Outras prefeituras da região utilizam o mesmo processo e não foram questionadas judicialmente. Em Diadema, por exemplo, a emissão eletrônica é feita desde maio do ano passado, enquanto Mauá adotou o sistema em setembro, sendo que, desde novembro de 2002, a Prefeitura começou a emitir todas as notas fiscais com formulários contínuos, código de barra e numeração seqüencial. São Bernardo e São Caetano também adotam um sistema de controle do tributo mediante a internet.
Base - O juiz fundamentou a decisão dizendo que o procedimento administrativo foi a base porque demonstrava a ausência de pesquisa de preços de mercado. Branco reforçou ainda que, embora a dispensa de preço de mercado tivesse sido justificada pela inviabilidade de realizar-se a pesquisa, pelas especificidades do contrato, pela desobrigatoriedade prevista nos incisos VIII e XVI da lei de licitações 8666/93, além da presunção de veracidade do parecer jurídico da consultoria geral do município, os fundamentos são contrários aos artigos 24, inciso VIII, e 26, inciso III, da mesma lei.
Branco derrubou também a alegação da Prefeitura quanto a possível prejuízo com o cumprimento da liminar, dizendo que os argumentos utilizados são "sofísticos", porque a situação pode voltar ao estado anterior de arrecadação, uma vez que o sistema novo seria totalmente implantado somente após o dia 10 de outubro. O juiz considerou que o ISS, por ser recolhido por ato do contribuinte (artigo 150 do Código Tributário), não apresenta prejuízo na arrecadação do tributo e, assim, a Prefeitura deve possibilitar o recolhimento do ISS por intermédio de guias avulsas ou carnês, como era feito anteriormente ao contrato impugnado. "A legitimidade dos atos administrativos não está imune ao crivo do Judiciário, podendo ser elidida com provas em contrário, que é o causo dos autos", diz o juiz na decisão.
"Pelo exposto, mantenho a liminar concedida e determino que a Prefeitura proceda a arrecadação do Imposto Sobre Serviços de Qualquer Natureza (ISSQN) conforme o procedimento anteriormente adotado ao contrato nº 63/04, devolvendo aos contribuintes os talões de notas fiscais anteriormente solicitados e autorizando a impressão de novas notas fiscais por intermédio do AIDF (Autorização de Impressão de Documento Fiscal), bem como possibilitar o recolhimento do tributo (ISS) por intermédio de guias avulsas ou carnês, tal como na forma anterior, até a decisão final. Esta decisão deverá ser amplamente divulgada aos contribuintes, inclusive por intermédio do diário oficial adotado pelo município, e afixadas tais informações nas dependências da praça de atendimento dos contribuintes, no prazo de 48 horas, submetendo o descumprimento às mesmas sanções pecuniárias fixadas na decisão liminar anterior", finalizou o juiz. A liminar estipulou o valor de R$ 10 mil por dia de descumprimento à decisão.
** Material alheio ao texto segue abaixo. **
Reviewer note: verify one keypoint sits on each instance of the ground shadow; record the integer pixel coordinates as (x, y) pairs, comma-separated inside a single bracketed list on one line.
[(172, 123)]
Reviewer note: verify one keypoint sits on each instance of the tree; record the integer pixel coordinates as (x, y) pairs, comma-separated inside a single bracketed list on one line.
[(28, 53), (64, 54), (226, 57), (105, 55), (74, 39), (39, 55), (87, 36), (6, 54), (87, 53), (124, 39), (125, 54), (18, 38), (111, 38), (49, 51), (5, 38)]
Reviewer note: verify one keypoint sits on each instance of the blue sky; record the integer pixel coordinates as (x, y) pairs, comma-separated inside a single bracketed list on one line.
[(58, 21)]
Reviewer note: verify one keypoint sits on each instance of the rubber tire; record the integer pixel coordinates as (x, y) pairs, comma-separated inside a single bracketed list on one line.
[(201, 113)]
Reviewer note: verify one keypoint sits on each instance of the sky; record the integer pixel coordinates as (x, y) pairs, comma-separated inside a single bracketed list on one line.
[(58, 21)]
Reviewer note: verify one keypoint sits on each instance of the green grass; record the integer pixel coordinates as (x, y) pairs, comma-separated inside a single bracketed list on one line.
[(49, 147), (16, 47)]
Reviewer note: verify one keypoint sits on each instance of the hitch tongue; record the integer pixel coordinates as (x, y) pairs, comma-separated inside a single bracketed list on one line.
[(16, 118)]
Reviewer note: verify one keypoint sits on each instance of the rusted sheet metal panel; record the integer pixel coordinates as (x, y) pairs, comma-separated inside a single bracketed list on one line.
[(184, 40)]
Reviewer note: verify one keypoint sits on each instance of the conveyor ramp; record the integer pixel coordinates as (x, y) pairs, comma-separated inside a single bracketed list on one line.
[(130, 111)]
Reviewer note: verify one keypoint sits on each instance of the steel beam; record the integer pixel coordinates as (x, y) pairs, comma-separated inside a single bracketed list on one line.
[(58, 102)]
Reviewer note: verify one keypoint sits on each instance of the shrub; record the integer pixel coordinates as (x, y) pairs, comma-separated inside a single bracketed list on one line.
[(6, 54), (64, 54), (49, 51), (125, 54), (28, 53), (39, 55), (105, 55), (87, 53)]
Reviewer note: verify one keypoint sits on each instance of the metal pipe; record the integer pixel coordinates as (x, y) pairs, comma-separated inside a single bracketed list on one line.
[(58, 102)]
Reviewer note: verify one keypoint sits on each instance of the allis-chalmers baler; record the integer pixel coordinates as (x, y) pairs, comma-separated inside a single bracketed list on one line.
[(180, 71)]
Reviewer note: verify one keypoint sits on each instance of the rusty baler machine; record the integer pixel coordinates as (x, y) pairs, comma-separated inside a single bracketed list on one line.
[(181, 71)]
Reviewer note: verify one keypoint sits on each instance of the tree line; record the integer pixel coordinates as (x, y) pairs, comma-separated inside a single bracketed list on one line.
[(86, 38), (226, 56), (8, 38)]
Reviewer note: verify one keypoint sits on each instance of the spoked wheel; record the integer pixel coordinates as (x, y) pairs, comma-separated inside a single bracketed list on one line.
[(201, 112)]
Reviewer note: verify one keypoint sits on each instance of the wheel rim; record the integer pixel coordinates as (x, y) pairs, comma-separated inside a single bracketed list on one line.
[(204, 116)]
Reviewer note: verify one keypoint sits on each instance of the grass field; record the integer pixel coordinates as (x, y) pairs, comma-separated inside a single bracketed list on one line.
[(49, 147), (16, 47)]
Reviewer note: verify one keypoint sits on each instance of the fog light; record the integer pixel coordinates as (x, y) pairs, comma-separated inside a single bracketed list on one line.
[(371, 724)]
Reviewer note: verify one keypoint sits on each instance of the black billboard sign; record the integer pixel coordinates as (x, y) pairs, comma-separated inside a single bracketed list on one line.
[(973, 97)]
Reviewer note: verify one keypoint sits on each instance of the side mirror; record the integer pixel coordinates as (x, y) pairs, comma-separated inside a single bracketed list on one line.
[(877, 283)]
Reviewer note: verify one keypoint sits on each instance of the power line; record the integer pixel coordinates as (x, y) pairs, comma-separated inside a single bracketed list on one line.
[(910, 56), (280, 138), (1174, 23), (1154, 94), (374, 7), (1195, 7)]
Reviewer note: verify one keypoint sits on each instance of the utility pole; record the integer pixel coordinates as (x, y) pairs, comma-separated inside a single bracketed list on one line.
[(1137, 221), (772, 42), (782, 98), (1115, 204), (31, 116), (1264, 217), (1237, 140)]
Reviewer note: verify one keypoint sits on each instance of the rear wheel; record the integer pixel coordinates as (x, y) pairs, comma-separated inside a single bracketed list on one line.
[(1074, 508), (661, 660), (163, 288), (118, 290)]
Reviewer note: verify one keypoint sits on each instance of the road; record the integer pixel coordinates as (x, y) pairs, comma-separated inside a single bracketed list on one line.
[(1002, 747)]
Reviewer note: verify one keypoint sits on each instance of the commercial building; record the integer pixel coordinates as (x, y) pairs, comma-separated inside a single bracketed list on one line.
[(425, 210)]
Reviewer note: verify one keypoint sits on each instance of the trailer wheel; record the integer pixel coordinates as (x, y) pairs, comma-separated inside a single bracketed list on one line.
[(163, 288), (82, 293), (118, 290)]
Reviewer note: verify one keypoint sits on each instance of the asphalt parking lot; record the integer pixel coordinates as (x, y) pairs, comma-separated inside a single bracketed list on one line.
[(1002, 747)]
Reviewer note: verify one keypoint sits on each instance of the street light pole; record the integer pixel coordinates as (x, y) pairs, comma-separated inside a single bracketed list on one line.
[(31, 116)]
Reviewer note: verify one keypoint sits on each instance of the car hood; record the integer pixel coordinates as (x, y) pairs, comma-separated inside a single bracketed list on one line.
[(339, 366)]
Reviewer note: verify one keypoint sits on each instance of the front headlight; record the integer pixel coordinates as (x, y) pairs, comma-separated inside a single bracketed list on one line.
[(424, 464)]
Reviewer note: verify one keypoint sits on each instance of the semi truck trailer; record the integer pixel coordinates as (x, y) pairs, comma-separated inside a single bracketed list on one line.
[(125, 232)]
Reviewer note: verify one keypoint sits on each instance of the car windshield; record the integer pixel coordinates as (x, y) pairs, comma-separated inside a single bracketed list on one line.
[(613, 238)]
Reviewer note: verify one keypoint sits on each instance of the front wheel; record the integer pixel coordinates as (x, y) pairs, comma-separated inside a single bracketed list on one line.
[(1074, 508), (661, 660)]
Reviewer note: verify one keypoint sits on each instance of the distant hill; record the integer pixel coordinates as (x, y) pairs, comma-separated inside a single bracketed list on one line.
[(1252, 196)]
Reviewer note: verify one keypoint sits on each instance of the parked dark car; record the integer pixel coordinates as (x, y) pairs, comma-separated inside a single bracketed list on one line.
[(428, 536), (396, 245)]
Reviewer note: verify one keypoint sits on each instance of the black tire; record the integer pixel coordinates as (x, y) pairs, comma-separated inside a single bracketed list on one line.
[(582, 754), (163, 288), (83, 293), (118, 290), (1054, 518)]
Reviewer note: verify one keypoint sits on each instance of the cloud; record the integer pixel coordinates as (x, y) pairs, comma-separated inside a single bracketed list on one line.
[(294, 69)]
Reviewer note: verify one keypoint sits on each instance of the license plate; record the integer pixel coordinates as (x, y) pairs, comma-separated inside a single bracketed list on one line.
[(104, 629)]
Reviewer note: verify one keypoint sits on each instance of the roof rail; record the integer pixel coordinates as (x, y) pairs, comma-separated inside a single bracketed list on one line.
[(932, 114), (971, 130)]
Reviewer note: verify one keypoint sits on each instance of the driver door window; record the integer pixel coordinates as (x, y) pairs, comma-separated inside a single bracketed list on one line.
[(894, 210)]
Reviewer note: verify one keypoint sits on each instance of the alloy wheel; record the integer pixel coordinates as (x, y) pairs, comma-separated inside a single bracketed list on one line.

Ação - A OAB-SP pede na ação civil pública a nulidade do contrato entre a Prefeitura de Santo André e a Cobra Tecnologia apontando como motivos, entre outras ilegalidades, a alteração do objeto do contrato, do prazo e da dispensa indevida de licitação, com fundamento no artigo 24, incisos VIII e XVI, da lei de licitações 8.666/93.
O primeiro ponto é a diferença entre as especificações da dispensa de licitação e do contrato. Na primeira, o objeto previa a prestação de serviços técnicos especializados nas áreas de assessoria, consultoria, planejamento e organização para gestão do ISS, com aplicação de metodologia própria no valor mensal de R$ 368.249,40, com vigência de 12 meses. No entanto, o contrato previa a implantação do programa de modernização da gestão tributária, reforma da praça de atendimento no Paço Municipal e implantação da praça de atendimento dos contribuintes do ISS, incluindo o projeto arquitetônico, móveis, equipamentos de informática, periféricos, fornecimento de material e mão-de-obra para reforma da praça de atendimento e ainda redes elétricas, telefônica e lógica. Além disso, a Prefeitura, após três dias da publicação do contrato, mudou a vigência de 12 para 30 meses. Já o preço dos serviços contratados passaram a ser de R$ 11.047.482,00, correspondente à parte fixa, acrescidos de R$ 1.080.000,00 para pagamento da emissão de notas fiscais que seriam doadas aos contribuintes.
Por conta disso, o objeto da dispensa de licitação foi totalmente alterado na contratação, sem guardar qualquer relação com o mesmo. Isso, segundo a ação, inviabiliza a dispensa.
A ação aponta que a mudança de vigência visava à manipulação da LRF (Lei de Responsabilidade Fiscal), uma vez que ela determina regras para os contratos com prazo superior a dois anos, como a previsão no Plano Plurianual e a realização da estimativa do impacto orçamentário-financeiro do exercício em que deva entrar e nos dois subseqüentes, o que não foi feito. A OAB-SP aponta que o fato caracteriza ato lesivo ao patrimônio público.
Para a dispensa de licitação, a Administração se baseou no artigo 24, incisos VIII e XVI da lei 8.666/93, que prevê que a Cobra - para ter sido contratada nesse sistema - deveria ter sido criada pela Prefeitura de Santo André, com fim específico de prestar os serviços, em data anterior a 21 de julho de 1993, e desde que o preço contratado fosse compatível com o praticado no mercado. Além disso, ela teria de produzir os bens vendidos ou prestar diretamente os serviços.
O descumprimento dessa lei caracteriza lesão ao erário, prevendo perda patrimonial - punida com ressarciamento integral do dano, perda dos bens com valores acrescidos ilicitamente ao patrimônio, se concorrer essa circunstância, perda da função pública, suspensão dos direitos públicos de cinco a oito anos, pagamento de multa civil de até duas vezes o valor do dano (a Prefeitura já desembolsou em torno de R$ 1,6 milhão) e proibição de contratar com o poder público ou receber benefícios ou incentivos fiscais ou creditícios, direta ou indiretamente, ainda que por intermédio de pessoa jurídica da qual seja sócio majoritário, pelo prazo de cinco anos.